En entrant dans la chambre de Spifame, Claude Vignet fut terrassé : les cheveux hérissés, la prunelle fixe, il n’avait fait un pas en avant que pour tomber à genoux.

— Sa Majesté !… s’écria-t-il.

— Relevez-vous, mon ami, dit Spifame en se drapant dans son pourpoint, dont il n’avait passé qu’une manche ; qui êtes-vous ?

— Méconnaîtriez-vous le plus humble de vos sujets et le plus grand de vos poëtes, ô grand roi ?… Je suis Claudius Vignetus, l’un de la pléiade, l’auteur illustre du sonnet qui s’adresse aux vagues crespelées… Sire, vengez-moi d’un traître, du bourreau de mon honneur ! de Mellin de Saint-Gelais !

— Hé quoi ! de mon poëte favori, du gardien de ma bibliothèque ?

— Il m’a volé, sire ! il m’a volé mon sonnet ! il a surpris vos bontés…

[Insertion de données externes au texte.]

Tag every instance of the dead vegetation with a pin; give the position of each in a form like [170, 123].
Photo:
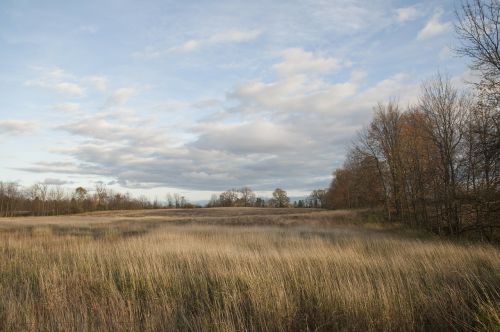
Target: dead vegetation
[240, 269]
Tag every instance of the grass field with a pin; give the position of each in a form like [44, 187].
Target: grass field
[239, 269]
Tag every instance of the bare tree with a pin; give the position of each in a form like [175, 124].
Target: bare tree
[247, 196]
[478, 27]
[280, 197]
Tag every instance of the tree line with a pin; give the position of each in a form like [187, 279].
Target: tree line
[436, 164]
[246, 197]
[46, 200]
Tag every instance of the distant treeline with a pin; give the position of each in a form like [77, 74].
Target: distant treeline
[245, 197]
[436, 164]
[47, 200]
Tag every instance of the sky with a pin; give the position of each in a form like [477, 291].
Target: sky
[196, 97]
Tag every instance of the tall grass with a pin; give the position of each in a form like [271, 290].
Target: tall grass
[123, 276]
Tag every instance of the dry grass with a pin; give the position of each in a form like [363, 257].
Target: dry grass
[239, 269]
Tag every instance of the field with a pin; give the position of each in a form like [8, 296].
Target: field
[239, 269]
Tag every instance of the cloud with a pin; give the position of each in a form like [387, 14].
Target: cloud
[407, 14]
[90, 29]
[225, 37]
[434, 27]
[58, 80]
[246, 138]
[67, 107]
[234, 36]
[445, 53]
[16, 127]
[121, 96]
[298, 61]
[56, 182]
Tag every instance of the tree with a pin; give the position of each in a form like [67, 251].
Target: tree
[478, 28]
[281, 198]
[446, 110]
[247, 196]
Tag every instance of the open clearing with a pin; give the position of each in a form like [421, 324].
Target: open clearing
[230, 269]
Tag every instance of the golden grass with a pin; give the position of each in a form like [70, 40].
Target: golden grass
[240, 269]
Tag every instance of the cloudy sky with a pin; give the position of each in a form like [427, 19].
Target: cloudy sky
[200, 96]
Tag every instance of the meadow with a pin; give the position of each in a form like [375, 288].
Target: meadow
[240, 269]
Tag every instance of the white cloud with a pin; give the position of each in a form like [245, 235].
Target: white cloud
[434, 27]
[297, 61]
[407, 14]
[225, 37]
[69, 88]
[445, 53]
[121, 96]
[58, 80]
[67, 107]
[234, 36]
[90, 28]
[56, 182]
[16, 127]
[99, 82]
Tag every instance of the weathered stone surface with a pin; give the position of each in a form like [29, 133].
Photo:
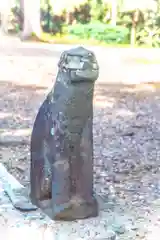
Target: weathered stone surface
[62, 141]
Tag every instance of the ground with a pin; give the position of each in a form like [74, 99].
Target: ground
[126, 129]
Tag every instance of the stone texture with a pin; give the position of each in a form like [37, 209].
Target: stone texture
[62, 140]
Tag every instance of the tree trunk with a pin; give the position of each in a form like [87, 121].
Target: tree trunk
[31, 25]
[158, 7]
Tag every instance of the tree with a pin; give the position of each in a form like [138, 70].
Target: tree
[31, 25]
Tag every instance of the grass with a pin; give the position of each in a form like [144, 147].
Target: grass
[147, 61]
[72, 40]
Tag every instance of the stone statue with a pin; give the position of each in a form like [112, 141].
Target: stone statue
[62, 140]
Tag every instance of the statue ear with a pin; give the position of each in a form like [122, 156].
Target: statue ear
[62, 59]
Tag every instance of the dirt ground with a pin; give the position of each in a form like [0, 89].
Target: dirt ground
[126, 141]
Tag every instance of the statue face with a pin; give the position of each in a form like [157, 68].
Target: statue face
[81, 63]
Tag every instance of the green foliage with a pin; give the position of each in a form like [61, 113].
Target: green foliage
[98, 10]
[149, 32]
[101, 32]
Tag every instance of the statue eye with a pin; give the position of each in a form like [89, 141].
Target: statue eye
[81, 64]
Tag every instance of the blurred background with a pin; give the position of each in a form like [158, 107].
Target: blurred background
[116, 22]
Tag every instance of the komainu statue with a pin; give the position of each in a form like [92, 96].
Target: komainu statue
[62, 140]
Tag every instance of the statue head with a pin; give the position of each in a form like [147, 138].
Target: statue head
[80, 63]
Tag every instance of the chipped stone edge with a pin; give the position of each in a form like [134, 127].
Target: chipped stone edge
[10, 185]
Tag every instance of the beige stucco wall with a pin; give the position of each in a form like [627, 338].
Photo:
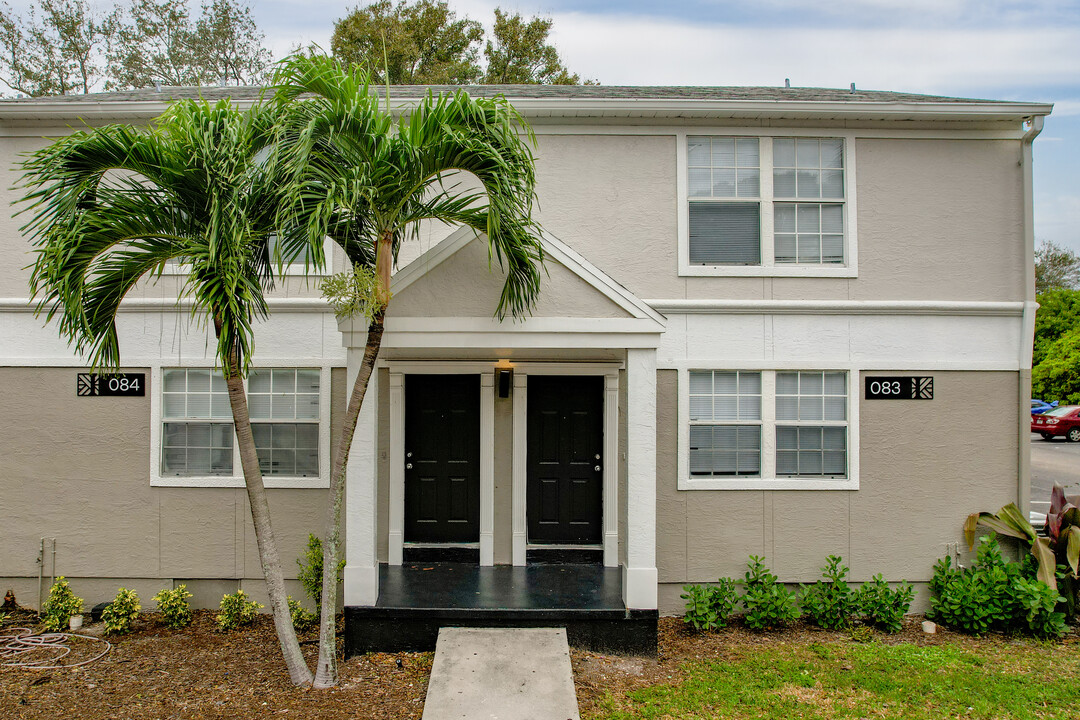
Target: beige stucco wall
[77, 469]
[917, 485]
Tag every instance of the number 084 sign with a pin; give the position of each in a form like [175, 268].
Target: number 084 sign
[900, 389]
[115, 384]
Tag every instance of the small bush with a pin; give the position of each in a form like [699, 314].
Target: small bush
[237, 610]
[994, 595]
[831, 603]
[710, 607]
[768, 602]
[883, 607]
[121, 612]
[301, 619]
[61, 605]
[311, 570]
[174, 607]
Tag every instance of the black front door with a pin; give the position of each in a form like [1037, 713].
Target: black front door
[442, 458]
[565, 486]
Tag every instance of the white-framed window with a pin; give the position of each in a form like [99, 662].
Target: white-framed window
[778, 204]
[193, 442]
[768, 429]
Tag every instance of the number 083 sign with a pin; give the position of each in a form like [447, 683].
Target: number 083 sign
[900, 389]
[115, 384]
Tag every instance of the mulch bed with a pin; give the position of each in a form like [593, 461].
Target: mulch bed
[200, 671]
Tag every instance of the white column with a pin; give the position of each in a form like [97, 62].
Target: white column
[487, 469]
[362, 567]
[397, 460]
[517, 490]
[611, 470]
[639, 575]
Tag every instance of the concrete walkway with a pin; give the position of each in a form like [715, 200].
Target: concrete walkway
[501, 674]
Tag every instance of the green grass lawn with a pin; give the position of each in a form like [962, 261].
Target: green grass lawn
[828, 680]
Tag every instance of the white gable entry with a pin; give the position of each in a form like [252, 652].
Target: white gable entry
[589, 340]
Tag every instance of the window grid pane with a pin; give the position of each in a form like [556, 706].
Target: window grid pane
[723, 398]
[815, 449]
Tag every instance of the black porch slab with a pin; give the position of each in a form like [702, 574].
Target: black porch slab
[415, 600]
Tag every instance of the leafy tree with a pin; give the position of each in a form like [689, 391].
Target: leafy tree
[57, 51]
[1055, 268]
[110, 206]
[366, 180]
[156, 41]
[520, 53]
[230, 45]
[426, 43]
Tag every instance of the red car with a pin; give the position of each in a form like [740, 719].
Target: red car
[1063, 420]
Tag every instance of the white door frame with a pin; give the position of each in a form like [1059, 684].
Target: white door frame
[610, 458]
[397, 372]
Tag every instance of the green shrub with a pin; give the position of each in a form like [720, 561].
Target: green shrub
[237, 610]
[301, 619]
[311, 570]
[994, 595]
[768, 602]
[61, 605]
[709, 607]
[829, 602]
[883, 607]
[121, 612]
[174, 607]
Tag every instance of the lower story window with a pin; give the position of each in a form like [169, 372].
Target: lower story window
[197, 430]
[767, 424]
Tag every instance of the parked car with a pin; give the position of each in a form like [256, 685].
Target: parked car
[1064, 420]
[1038, 407]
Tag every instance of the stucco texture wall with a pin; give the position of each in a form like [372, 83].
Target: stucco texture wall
[917, 485]
[77, 469]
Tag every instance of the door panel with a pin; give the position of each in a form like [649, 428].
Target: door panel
[442, 445]
[565, 489]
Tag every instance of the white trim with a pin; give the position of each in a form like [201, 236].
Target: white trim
[361, 497]
[768, 267]
[839, 307]
[395, 532]
[768, 479]
[639, 574]
[609, 470]
[237, 479]
[487, 469]
[552, 246]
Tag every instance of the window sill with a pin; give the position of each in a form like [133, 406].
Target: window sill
[767, 271]
[230, 481]
[767, 484]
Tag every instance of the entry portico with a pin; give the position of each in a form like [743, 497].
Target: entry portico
[576, 383]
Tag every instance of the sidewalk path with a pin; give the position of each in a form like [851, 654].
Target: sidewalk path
[501, 674]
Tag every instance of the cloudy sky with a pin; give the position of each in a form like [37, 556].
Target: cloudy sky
[989, 49]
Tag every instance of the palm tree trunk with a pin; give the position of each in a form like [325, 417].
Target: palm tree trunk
[326, 667]
[269, 557]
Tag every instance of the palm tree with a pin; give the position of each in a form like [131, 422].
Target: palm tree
[110, 206]
[366, 180]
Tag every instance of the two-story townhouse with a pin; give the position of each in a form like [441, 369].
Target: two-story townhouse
[743, 286]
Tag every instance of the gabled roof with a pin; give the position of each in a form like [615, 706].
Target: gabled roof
[666, 102]
[553, 247]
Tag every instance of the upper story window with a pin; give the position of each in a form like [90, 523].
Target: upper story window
[767, 206]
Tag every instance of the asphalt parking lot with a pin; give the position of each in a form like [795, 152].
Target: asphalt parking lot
[1055, 461]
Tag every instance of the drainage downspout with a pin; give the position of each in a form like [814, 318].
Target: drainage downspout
[1027, 334]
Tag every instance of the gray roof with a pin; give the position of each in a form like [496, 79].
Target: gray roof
[540, 92]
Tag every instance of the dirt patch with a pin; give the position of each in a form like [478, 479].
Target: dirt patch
[200, 671]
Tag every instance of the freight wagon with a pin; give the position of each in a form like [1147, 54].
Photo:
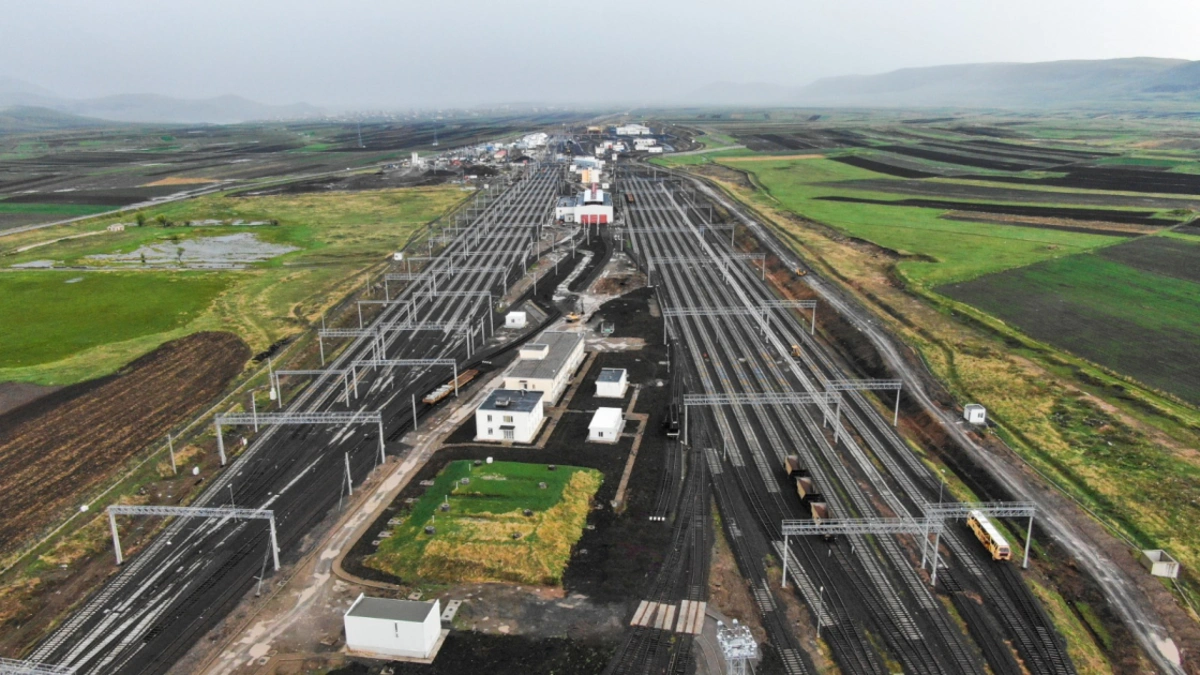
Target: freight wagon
[449, 387]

— Est-ce vraiment un plagiaire ?… Alors, je veux donner sa place à mon brave Spifame, à présent en voyage pour les intérêts du royaume.

— Donnez-la plutôt à moi ! sire ! et je porterai votre renom de l’orient au ponant, sur toute la surface terrienne.


Ô sire ! que ton los mes rimes éternisent !…


— Vous aurez mille écus de pension, et mon vieux pourpoint, car le vôtre est bien décousu.